The Random Forest algorithm is not sensitive to scale variance, so it is not necessary to preprocess and perform scale normalization on the data. This is one of the advantages of using Random Forest. It also handles missing values well, so imputation is not necessary, as well as handling both continuous and ordinal (categorical) data.

Let us build and train a Random Forest model with the data we just loaded.

Show the code
# Split data into features and target
X = breast_cancer.data
y = breast_cancer.target

# Split data into training and test sets
X_train, X_test, y_train, y_test = train_test_split(
    X, y, test_size=0.3, random_state=42
)

# Initialize the Random Forest classifier
clf = RandomForestClassifier(random_state=42)

# Fit the model on the training data
clf.fit(X_train, y_train)

# Make predictions on the test set
y_pred = clf.predict(X_test)

# Evaluate the model
accuracy = accuracy_score(y_test, y_pred)
print(f"Accuracy of Random Forest classifier: {accuracy:.2f}")
Accuracy of Random Forest classifier: 0.97

This is all good and proper, but what do we mean by a “decision tree”? Let us clarify this by visualizing one of the random trees that has been built by the algorithm during the training. Each node in the tree represents a “decision” point and helps to split the data based on the best possible feature and threshold to differentiate the outcomes.
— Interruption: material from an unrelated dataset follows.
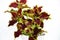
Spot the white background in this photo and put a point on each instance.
(52, 25)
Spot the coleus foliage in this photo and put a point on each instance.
(27, 26)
  • Root Node: This is the top-most node of the tree where the first split is made. The split at this node is based on the feature that results in the most significant information gain or the best Gini impurity decrease. Essentially, it chooses the feature and threshold that provide the clearest separation between the classes based on the target variable.

  • Splitting Nodes: These are the nodes where subsequent splits happen. Each splitting node examines another feature and makes a new decision, slicing the dataset into more homogeneous (or pure) subsets. Splitting continues until the algorithm reaches a predefined maximum depth, a minimum number of samples per node, or no further information gain is possible, among other potential stopping criteria.

  • Leaf Nodes: Leaf nodes are the terminal nodes of the tree at which no further splitting occurs. Each leaf node represents a decision outcome or prediction. In classification trees, the leaf node assigns the class that is most frequent among the samples in that node. In regression trees, the leaf usually predicts the mean or median of the targets.

  • Branches: Branches represent the outcome of a test in terms of feature and threshold. Each branch corresponds to one of the possible answers to the question posed at the node: Is the feature value higher or lower than the threshold? This binary splitting makes the structure of a decision tree inherently simple to understand.

Show the code
import matplotlib.pyplot as plt
from sklearn import tree

# Select the tree that you want to visualize (e.g., the fifth tree in the forest)
estimator = clf.estimators_[5]

# Create a figure for the plot
fig, axes = plt.subplots(nrows=1, ncols=1, figsize=(8, 6), dpi=300)

# Visualize the tree using plot_tree function
tree.plot_tree(
    estimator,
    feature_names=breast_cancer.feature_names,
    class_names=breast_cancer.target_names,
    filled=True,
    max_depth=2,  # Limit the depth of the tree for better readability
    ax=axes,
)

# Display the plot
plt.show()

We have seen a single tree, but Random Forest is an ensemble of multiple trees. The final prediction is made by aggregating the predictions of all the trees in the forest. We can also visualise all or a subset of trees in the forest to grasp the complexity and diversity of the model.

Show the code
import random

# Total number of trees in the random forest
total_trees = len(clf.estimators_)

# Number of trees to plot
num_trees_to_plot = 24

# Randomly pick 'num_trees_to_plot' trees from the random forest
selected_trees = random.sample(range(total_trees), num_trees_to_plot)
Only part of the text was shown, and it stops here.